I feel like you get real "this is how it is, this is how the industry works" sort of content from him, and I appreciate that. Also the reason I like watching Sean Tucker, you really feel the photography passion -first-

Unless you break it down to, take pics using a window and then slap your skin preset on them all and dodge to fix that missing light or reflector you could've used. And a cute girl makes any pic better. Do that low light stuff with someone with bad skin and not retouch and they will disown you.

I'll be pedantic and argue that his point about not using any light modifiers is immediately contradicted when his first recommendation is to put sheers over your windows (diffusing your light source). That said, I tend to like his work, and enjoyed this video as well.

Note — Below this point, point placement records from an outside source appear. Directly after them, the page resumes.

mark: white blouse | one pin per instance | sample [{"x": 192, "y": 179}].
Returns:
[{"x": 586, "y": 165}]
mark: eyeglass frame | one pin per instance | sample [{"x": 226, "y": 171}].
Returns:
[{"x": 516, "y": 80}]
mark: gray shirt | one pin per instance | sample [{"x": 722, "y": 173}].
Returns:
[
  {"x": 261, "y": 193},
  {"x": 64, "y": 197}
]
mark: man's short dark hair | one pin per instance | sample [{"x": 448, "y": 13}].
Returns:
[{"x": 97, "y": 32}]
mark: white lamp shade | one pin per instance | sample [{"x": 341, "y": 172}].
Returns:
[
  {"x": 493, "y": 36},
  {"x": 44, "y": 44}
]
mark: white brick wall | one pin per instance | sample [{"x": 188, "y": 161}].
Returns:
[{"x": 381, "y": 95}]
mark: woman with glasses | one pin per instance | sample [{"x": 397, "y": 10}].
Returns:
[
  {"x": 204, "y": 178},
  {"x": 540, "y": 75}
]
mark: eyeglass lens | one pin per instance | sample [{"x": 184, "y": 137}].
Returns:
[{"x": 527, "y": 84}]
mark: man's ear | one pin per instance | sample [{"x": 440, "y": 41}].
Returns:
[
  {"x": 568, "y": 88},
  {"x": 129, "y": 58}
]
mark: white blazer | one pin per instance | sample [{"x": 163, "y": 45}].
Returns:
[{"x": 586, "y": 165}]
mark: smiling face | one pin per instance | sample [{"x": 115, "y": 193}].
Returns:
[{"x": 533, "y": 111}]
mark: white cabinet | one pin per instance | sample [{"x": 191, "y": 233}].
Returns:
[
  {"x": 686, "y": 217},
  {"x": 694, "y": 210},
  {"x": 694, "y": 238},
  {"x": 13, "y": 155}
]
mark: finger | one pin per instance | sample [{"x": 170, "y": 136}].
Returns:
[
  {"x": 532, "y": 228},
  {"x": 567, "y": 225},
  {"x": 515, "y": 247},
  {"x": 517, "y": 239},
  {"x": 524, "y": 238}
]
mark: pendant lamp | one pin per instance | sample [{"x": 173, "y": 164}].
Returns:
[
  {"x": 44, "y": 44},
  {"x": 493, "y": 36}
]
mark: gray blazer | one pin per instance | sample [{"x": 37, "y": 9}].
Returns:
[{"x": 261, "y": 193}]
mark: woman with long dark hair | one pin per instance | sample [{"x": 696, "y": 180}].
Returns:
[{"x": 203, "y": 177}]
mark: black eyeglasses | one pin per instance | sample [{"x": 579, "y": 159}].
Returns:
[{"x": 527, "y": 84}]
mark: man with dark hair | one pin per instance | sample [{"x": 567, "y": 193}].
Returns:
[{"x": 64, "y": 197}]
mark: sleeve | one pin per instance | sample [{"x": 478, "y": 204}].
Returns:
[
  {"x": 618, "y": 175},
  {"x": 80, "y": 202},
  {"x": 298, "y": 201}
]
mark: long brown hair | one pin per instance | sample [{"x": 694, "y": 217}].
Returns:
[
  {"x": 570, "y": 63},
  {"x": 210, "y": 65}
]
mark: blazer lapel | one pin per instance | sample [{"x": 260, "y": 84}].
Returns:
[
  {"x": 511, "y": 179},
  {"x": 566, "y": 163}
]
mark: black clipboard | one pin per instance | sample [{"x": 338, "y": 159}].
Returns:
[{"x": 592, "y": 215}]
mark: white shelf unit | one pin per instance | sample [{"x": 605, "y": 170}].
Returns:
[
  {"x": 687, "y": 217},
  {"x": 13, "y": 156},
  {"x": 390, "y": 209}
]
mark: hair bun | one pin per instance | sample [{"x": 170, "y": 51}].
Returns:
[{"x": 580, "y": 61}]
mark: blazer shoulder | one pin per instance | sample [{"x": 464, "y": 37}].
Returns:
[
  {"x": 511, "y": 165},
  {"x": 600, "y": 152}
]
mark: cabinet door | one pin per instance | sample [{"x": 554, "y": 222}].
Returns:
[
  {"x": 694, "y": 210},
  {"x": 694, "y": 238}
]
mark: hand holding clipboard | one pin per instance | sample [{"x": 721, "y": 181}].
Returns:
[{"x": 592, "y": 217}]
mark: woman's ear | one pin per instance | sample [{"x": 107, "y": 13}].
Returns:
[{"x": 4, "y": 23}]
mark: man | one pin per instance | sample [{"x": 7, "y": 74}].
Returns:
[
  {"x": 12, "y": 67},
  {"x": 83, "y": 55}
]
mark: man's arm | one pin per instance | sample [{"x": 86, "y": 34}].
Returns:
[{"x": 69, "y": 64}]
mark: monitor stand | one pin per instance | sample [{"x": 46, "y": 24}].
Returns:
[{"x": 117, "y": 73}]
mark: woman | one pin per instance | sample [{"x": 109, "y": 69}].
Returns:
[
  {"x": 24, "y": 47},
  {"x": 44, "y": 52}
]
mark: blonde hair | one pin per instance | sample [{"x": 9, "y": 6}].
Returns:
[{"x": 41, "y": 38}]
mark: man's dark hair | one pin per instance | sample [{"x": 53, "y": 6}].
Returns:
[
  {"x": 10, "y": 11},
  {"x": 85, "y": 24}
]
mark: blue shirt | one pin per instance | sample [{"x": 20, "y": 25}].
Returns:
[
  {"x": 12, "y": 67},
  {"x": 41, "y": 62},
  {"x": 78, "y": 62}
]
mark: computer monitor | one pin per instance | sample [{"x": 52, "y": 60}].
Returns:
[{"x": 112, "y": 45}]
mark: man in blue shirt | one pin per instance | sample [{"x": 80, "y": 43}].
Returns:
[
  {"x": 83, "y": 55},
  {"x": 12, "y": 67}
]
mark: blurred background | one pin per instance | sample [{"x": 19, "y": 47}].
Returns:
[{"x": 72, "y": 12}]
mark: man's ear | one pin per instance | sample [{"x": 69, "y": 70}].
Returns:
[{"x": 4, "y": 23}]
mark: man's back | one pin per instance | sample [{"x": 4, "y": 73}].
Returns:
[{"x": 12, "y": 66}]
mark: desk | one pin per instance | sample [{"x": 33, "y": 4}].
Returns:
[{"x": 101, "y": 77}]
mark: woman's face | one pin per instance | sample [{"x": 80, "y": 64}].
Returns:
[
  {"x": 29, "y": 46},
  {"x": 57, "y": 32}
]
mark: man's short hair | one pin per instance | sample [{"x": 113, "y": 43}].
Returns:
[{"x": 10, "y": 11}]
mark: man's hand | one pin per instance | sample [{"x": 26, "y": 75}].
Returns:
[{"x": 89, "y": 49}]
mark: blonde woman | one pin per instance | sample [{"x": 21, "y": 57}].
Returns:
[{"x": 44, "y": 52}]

Sasser is great when he's talking about the business side of being a photographer, but when he actually talks about photography he's not very knowledgeable nor helpful.

No photographer uses the term "frontlight" because it's a gross oversimplification that doesn't correspond to a specific setup.
The most common are broad lighting (3:42), short lighting (3:09) and butterfly lighting (3:08).
Also, broad and short lighting can be split further into loop, Rembrandt and split lighting.
So, he condensed at least 7 different lighting setups into 1 word.
Not very informative.
Also also, most of his "backlit" examples are not even backlit. 4:12-5:06 are all short split lit and 5:08 is short loop lit.

He's clearly self-taught and anytime he tries to teach, he just shares hacks, tips and buzzwords. He doesn't teach concepts and principles that would allow his viewers to build a fundamental understanding and grow from that.